Donal allait-il donc réellement faire un enfant à sa petite sœur ? Cet enfant serait-il l’héritier d’Aldaran ? Sa vision avait été si claire, sans équivoque ! Donal la capta dans son esprit et le regarda, atterré ; mais un soupçon passa dans les pensées du vieux seigneur et il sourit triomphalement, en voyant dans l’esprit d’Allart l’héritier qui l’obsédait.

À cet instant, Margali et Cassandra entrèrent dans la salle et Aldaran se tourna vers elles avec un sourire bienveillant.

« Je ne pensais pas que vos réjouissances se termineraient si tôt, mesdames. Quand la fille du majordome est devenue femme, on a dansé et chanté jusqu’à minuit passé… Margali, ma cousine, qu’y a-t-il ? » demanda-t-il brusquement.

Il lut rapidement la vérité sur son visage.

« La maladie du seuil ! Miséricordieuse Avarra ! »

Passant soudain de l’ambition et de la paranoïa à l’inquiétude, il ne fut plus qu’un père soucieux.

« J’espérais que cela lui serait épargné, murmura-t-il d’une voix brisée. Le laran d’Aliciane lui est venu très tôt et elle n’a pas eu de crise à la puberté ; il y a une malédiction dans ma semence…, mes fils et ma fille aînés sont morts ainsi… Je n’ai pas pensé à eux depuis des années », ajouta-t-il en baissant la tête.

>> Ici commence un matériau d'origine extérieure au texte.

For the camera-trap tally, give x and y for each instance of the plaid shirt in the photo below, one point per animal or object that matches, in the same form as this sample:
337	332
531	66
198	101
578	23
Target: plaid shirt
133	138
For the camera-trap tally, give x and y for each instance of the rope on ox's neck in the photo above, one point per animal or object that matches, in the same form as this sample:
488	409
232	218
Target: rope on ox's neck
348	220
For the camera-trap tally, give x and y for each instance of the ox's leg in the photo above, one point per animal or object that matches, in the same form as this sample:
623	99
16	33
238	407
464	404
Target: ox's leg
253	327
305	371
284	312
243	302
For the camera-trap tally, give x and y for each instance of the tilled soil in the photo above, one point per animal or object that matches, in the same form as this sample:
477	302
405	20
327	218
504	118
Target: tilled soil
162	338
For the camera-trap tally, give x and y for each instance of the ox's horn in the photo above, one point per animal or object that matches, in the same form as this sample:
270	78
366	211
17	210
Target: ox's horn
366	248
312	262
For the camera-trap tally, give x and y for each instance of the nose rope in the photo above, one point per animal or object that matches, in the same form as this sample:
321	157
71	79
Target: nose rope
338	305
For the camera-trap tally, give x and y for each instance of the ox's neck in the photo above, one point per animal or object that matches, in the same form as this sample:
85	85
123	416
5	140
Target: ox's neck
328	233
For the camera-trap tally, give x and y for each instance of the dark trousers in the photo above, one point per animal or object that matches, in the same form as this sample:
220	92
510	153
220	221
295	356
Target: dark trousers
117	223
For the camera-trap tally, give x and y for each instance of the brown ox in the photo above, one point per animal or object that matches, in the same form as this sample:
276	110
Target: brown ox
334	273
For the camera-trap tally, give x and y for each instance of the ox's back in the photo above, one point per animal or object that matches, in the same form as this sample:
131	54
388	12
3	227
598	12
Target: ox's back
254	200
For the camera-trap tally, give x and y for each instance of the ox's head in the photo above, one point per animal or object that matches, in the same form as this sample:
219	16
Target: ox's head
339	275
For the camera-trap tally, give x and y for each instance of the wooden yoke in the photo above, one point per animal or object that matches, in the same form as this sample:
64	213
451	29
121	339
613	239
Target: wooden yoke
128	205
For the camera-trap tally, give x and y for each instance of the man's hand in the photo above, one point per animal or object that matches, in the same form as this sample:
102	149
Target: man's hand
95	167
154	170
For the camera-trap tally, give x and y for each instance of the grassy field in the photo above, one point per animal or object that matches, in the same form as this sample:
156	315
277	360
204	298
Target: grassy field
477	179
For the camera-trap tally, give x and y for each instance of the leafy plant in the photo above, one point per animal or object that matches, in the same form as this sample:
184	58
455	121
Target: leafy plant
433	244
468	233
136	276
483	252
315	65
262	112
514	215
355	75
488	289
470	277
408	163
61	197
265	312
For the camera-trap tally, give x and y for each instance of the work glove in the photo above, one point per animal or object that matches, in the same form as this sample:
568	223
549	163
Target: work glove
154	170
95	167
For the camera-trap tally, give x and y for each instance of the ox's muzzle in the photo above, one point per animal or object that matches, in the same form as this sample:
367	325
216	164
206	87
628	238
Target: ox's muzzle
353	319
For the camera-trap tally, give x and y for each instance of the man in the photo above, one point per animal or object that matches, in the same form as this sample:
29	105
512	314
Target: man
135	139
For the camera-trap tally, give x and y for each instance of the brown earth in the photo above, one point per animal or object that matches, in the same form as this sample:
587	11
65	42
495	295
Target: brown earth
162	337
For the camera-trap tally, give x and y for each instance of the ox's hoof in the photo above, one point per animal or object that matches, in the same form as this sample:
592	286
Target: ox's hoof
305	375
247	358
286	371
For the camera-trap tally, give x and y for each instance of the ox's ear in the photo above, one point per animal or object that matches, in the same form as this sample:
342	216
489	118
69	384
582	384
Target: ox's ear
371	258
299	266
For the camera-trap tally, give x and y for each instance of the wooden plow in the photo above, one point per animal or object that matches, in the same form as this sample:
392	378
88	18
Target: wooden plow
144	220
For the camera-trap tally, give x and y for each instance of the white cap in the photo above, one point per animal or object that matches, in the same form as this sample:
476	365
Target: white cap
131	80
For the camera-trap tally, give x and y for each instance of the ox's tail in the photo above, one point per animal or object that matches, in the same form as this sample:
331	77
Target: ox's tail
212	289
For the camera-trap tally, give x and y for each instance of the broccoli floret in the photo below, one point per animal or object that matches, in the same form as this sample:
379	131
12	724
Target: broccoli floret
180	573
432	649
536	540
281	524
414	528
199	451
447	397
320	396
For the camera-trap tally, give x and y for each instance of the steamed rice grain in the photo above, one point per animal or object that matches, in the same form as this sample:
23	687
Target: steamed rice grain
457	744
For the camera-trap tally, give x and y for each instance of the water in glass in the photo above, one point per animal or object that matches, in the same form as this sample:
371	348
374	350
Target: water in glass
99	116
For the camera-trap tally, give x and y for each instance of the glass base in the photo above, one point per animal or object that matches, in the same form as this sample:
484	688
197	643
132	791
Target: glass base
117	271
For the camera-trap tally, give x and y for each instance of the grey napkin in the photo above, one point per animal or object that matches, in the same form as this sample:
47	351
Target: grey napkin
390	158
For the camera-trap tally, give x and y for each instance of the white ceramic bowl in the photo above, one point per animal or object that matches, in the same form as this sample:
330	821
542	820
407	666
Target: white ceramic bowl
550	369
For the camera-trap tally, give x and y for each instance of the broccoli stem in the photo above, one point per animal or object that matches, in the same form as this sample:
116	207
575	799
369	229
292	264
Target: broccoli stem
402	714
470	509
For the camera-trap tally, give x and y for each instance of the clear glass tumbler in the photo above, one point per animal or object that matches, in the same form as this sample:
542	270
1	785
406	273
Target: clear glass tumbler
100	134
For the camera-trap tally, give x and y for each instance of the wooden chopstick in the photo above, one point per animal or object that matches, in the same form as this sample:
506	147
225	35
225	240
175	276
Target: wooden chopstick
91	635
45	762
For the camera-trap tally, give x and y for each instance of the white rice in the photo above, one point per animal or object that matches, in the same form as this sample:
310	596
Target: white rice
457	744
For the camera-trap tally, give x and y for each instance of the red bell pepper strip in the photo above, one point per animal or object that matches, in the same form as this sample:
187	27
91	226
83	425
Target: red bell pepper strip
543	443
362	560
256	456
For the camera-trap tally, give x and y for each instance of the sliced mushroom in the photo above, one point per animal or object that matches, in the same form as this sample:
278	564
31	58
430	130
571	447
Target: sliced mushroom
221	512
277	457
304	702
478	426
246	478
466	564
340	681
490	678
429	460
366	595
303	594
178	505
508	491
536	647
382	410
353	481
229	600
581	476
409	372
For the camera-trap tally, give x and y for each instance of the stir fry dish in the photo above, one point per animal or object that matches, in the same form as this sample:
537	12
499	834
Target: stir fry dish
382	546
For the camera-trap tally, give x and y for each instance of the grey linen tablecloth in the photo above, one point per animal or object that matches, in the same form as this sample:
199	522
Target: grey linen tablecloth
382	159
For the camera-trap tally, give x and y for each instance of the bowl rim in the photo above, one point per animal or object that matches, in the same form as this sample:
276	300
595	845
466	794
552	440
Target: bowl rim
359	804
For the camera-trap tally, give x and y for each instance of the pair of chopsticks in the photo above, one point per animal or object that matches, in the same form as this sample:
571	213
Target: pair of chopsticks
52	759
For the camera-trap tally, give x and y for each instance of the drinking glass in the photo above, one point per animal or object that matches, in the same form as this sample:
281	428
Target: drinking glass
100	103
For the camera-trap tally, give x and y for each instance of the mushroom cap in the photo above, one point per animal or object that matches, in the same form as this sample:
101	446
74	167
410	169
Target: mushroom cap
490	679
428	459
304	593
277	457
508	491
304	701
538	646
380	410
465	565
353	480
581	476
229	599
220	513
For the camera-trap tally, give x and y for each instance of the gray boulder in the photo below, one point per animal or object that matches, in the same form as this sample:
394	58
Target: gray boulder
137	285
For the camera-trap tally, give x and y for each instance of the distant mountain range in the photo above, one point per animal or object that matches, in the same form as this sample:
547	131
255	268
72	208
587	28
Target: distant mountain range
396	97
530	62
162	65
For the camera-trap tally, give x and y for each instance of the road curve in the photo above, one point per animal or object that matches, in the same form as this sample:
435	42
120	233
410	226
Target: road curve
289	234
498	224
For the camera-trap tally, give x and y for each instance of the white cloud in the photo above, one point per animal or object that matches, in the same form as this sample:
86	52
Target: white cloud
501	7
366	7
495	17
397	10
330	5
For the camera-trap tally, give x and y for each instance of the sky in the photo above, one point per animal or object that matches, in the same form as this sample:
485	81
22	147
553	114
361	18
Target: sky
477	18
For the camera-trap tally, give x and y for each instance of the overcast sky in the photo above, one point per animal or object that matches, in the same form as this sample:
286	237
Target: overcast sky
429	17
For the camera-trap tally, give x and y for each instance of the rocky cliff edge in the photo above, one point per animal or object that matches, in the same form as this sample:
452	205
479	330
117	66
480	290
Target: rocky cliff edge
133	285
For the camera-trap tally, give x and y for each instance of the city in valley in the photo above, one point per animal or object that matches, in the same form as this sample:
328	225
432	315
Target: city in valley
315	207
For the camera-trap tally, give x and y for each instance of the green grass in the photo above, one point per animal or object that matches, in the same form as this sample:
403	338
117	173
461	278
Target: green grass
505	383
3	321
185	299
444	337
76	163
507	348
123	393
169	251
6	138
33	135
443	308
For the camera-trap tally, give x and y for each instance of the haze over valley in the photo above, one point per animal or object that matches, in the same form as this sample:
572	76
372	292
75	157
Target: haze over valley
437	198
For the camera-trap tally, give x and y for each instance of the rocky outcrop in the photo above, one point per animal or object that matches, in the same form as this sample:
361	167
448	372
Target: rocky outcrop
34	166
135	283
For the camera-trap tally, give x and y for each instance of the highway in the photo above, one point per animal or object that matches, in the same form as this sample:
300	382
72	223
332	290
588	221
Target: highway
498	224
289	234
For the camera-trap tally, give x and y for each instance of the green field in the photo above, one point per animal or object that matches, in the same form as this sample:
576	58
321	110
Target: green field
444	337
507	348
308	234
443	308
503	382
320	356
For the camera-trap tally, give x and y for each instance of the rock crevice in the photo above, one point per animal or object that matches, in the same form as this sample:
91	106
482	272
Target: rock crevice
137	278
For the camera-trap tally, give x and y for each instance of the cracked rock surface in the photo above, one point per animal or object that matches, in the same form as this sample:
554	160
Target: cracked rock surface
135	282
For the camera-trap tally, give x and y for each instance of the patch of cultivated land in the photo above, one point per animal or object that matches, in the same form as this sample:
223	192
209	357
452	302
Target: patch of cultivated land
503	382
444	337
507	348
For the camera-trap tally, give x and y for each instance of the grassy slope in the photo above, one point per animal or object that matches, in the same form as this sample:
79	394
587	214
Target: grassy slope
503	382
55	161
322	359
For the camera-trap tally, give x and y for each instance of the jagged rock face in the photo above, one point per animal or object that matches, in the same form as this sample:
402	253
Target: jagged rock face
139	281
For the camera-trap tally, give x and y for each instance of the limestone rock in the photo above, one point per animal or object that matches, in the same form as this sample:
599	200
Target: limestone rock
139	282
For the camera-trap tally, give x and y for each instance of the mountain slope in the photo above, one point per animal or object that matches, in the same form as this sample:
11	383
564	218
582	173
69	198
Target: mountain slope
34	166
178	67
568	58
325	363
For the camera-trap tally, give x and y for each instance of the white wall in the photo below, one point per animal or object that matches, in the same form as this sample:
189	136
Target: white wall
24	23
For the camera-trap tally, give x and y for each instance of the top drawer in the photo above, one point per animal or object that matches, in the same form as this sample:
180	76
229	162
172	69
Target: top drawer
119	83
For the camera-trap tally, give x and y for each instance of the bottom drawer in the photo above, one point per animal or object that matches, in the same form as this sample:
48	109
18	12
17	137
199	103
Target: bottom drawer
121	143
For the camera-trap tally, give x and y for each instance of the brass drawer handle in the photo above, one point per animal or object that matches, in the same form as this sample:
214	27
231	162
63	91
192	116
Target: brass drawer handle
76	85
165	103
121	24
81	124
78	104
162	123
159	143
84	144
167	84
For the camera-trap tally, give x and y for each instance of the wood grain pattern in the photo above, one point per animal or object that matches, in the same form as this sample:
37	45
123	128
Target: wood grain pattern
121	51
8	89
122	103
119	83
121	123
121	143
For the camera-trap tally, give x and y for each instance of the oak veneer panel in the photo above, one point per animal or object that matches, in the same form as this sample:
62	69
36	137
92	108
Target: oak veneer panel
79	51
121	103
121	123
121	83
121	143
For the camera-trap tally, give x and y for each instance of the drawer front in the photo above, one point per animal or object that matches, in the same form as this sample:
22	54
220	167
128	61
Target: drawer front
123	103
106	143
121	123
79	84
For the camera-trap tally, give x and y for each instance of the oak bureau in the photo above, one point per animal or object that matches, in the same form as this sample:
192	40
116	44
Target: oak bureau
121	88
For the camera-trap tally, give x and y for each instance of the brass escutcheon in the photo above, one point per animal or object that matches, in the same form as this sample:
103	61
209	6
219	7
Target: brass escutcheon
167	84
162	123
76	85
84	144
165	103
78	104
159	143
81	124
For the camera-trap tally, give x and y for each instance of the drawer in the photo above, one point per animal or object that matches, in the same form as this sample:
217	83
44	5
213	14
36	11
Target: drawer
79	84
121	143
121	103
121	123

Allart les vit dans son esprit, renforcés par les souvenirs de la vieille léronis : un garçon brun, rieur, un garçon plus trapu couronné de boucles folles, avec une cicatrice triangulaire au menton ; une délicate petite fille rêveuse, brune, qui, dans le port de tête, avait quelque chose de Dorilys… Allart éprouva en lui-même l’angoisse du père qui les avait vus tomber malades et mourir, l’un après l’autre, leur avenir plein de promesses et leur beauté anéantis. Il vit dans l’esprit du vieil homme une image terrible, ineffaçable, inoubliable ; la petite fille allongée, le corps arqué agité de spasmes, ses longs cheveux emmêlés, les lèvres si sauvagement mordues que sa figure était couverte de sang, les yeux rêveurs devenus ceux d’un animal enragé, fou de douleur…

« Il ne faut pas désespérer, mon cousin, dit Margali. Renata l’a bien entraînée pour qu’elle la surmonte. Souvent, la première attaque de la maladie du seuil est la plus grave ; si elle y survit, le pire est passé.

— Souvent, oui, murmura don Mikhail d’une voix sombre chargée d’horreur. Il en a été ainsi pour Rafaella, un jour riant et dansant et jouant de la harpe, et le lendemain, le lendemain même, elle n’était plus qu’une chose hurlante et torturée, passant de convulsion en convulsion entre mes bras. Quand enfin elle a cessé de se débattre, je ne savais plus si je devais pleurer ou me réjouir qu’elle fût parvenue au bout de ses souffrances… Mais Dorilys a survécu.

— Oui, assura Cassandra avec compassion, et elle n’a même pas eu une véritable crise, don Mikhail. Il n’y a aucune raison de penser qu’elle va mourir.

— Maintenant voyez-vous, père, s’écria Donal avec rage, ce qui me tourmentait ? Avant que nous parlions de la rendre enceinte, pouvons-nous au moins nous assurer qu’elle vivra jusqu’à sa maturité ? »

Aldaran eut un mouvement de recul, comme s’il avait reçu un coup violent. Dans les roulements du tonnerre lointain il y eut soudain un éclatement assourdissant, des grondements, et la pluie se mit à tomber à verse, en crépitant, tombant en nappes, évoquant le bruit de bottes des armées de Scathfell en marche vers eux.

Car maintenant que le dégel de printemps arrivait dans les Hellers, la guerre allait les assaillir.